The number of substitutes allowed in top-level English football has grown exponentially in recent times.
They were first permitted in 1965 (Keith Peacock of Charlton Athletic was the first, stats fans) but, while clubs in Europe had the luxury of naming five, it took until 1987 for the Football League to ratify a Tottenham Hotspur suggestion that two subs be permitted in domestic games.
With the advent of the Premier League in 1992, a third sub was allowed but it had to be a goalkeeper and only two could be used. For 95-96, the necessity of including a goalkeeper was removed and all three could come on. A season later, three of five could be used and then, in 2008, Spurs were again the drivers in pushing for an increase to seven being named (three still allowed to play).
Back to 1987. While logic dictated that 12 was given to the substitute when there was just one, superstition reigned with the increase to two and almost every club allocated 14 for usage rather than the ‘unlucky’ 13.
At every World Cup from 1970 onwards (with the exception of 2010, when Fabio Capello stayed true to his Italian roots and handed Robert Green 12), England had given 13 to a back-up goalkeeper and it was also became the number of choice for the country’s reserve netminders in ‘normal’ internationals. Therefore, it made sense that the clubs in the new Premier League would follow suit and the first goalkeeper to wear something other than 1 in a domestic league game was Erik Thorstvedt in Tottenham Hotspur’s second game, at home to Coventry City in August.
Spurs trailed 2-0 when Thorstvedt appeared as a half-time replacement for the injured Ian Walker.
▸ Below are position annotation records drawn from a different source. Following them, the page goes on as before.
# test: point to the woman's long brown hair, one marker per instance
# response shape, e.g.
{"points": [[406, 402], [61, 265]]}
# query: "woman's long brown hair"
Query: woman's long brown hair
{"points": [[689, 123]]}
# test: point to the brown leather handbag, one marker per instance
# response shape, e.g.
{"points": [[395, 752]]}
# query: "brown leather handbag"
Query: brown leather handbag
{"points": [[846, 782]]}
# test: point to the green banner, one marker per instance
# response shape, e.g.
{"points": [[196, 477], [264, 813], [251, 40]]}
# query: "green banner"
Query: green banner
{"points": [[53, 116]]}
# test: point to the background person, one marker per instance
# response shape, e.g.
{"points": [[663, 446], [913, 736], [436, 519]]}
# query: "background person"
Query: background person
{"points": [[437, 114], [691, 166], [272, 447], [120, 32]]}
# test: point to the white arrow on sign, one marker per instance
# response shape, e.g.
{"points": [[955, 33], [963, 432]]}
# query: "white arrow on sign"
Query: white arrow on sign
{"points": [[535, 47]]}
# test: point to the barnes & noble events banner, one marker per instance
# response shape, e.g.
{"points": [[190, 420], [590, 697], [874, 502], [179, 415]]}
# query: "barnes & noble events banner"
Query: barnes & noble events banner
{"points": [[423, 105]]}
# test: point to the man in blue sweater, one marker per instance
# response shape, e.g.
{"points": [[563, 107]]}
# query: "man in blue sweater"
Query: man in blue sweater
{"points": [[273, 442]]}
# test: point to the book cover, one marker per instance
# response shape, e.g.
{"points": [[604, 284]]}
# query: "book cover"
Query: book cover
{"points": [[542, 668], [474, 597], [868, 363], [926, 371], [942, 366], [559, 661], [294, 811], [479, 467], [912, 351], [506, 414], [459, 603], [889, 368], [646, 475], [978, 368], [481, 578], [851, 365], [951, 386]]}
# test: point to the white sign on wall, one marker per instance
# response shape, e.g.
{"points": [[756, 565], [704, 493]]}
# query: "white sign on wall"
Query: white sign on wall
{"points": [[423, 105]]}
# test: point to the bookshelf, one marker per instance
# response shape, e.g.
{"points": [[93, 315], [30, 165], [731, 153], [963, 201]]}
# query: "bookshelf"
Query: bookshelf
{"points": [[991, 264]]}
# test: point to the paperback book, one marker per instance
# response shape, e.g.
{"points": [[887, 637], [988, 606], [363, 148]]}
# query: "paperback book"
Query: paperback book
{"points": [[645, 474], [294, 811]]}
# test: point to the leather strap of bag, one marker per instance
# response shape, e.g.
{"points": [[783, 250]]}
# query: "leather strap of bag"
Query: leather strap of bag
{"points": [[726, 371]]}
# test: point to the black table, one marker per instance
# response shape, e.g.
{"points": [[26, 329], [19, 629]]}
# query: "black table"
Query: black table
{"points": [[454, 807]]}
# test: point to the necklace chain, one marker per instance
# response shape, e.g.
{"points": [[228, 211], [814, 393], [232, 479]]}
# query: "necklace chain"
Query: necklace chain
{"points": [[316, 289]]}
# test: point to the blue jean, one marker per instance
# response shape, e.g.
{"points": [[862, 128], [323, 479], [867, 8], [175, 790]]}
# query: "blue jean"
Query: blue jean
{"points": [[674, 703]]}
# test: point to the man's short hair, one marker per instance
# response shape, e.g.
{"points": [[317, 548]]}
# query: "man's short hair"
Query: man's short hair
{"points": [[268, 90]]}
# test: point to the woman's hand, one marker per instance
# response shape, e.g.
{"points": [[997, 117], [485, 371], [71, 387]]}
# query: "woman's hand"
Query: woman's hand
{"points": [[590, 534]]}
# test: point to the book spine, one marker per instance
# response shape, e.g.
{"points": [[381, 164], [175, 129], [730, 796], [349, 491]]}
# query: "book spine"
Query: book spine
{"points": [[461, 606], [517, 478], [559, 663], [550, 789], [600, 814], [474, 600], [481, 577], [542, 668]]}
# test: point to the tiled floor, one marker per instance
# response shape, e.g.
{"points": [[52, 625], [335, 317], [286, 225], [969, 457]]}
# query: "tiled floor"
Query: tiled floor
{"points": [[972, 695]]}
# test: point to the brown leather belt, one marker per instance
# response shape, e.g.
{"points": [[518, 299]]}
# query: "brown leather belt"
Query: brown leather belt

While the Norwegian international gave away a penalty soon after his introduction, he saved the spot-kick from Mickey Gynn and would also keep a spot-kick out in the next game as he retained his place, a 2-2 draw with Crystal Palace.
Thorstvedt would also be sprung from the bench for Walker against Wimbledon in October, while a month later Spurs’ rivals Arsenal would use a sub goalkeeper for the first time in a competitive game. The Gunners would be the cup kings in 92-93 as squad numbers manifested themselves but in the league there was little joy as they finished 10th. However, they showed some form in the late autumn, beating Coventry 3-0 to go top before a trip to face champions Leeds United at Elland Road.
Unfortunately for them, goalkeeper David Seaman would pick up an injury in that game, hampering his ability to reach Chris Fairclough’s header for the opening goal. He departed the field before play restarted, with Alan Miller replacing him (fun fact about Miller – we once vandalised his Wikipedia page and it wasn’t changed for ages. Even the official Arsenal site was fooled).
Initially though, Arsenal had followed on from giving 14 to the second sub and so put 15 on the second goalkeeper shirt:
All well and good you’d say, except that day at Leeds, which ended in a 3-0 defeat – the first of four consecutive losses which ended title hopes – one of the outfield subs wore 13. It’s not easy to make out but Ray Parlour is in the bottom left of this shot. We can’t prove it but it may well have been a top-flight first.